Influence of probes for calcium–calmodulin and protein kinase C signalling on the plasma membrane Ca2+–ATPase activity of rat synaptosomes and leukocyte membranes

Abstract

The influence of selected inhibitors of calcium signalling on the plasma membrane Ca2+-ATPase activity of rat synaptosomes and peritoneal leukocyte membranes was studied. The calmodulin inhibitor calmidazolium was an efficient inhibitor (50%) of the synaptosomal Ca2+-ATPase activity in a manner competitive with phosphatidylserine. The inhibition by CGS 9343B (30%) was not counteracted by phosphatidylserine. The intracellular calcium antagonist TMB-8 and the protein kinase inhibitor staurosporine and the derivatives CGP 41251 and CGP 42700 hardly affected the synaptosomal Ca2+-ATPase activity.

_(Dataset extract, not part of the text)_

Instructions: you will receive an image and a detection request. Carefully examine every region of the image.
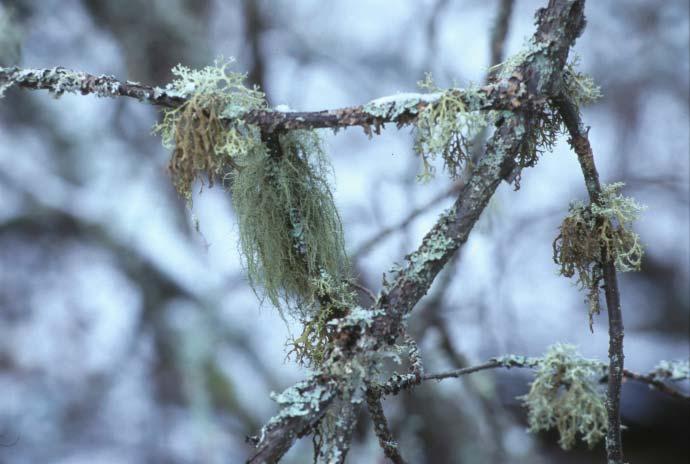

The flavonoid quercetin was a more effective inhibitor of the ATPase activity of synaptosomal than of leukocyte membranes. Phloretin, at relatively high concentrations, caused only a modest inhibition of synaptosomes. The protein kinase C inhibitor sphingosine was a weak inhibitor of the synaptosomal but an effective inhibitor of the leukocyte membrane Ca2+-ATPase activity. The antineoplastic ether phospholipids BM 41.440 (ilmofosine) and ET-18-OCH3 (edelfosine) effectively inhibited the leukocyte membranes whereas the ATPase activity of synaptosomes was significantly increased by 20 μM and slightly inhibited by higher concentrations of these agents. The analogue hexadecylphosphocholine (miltefosine) did not affect the ATPase activity of the synaptosomes and only inhibited that of the leukocyte membranes at concentrations above 20 μM. These results show that several test substances of current interest affect the activity of the plasma membrane Ca2+-ATPase. The effects depend on the origin of the membranes. The investigation does not permit a distinction between direct effects on the enzyme and an interference with its membrane environment although the latter is indicated for the ether phospholipids.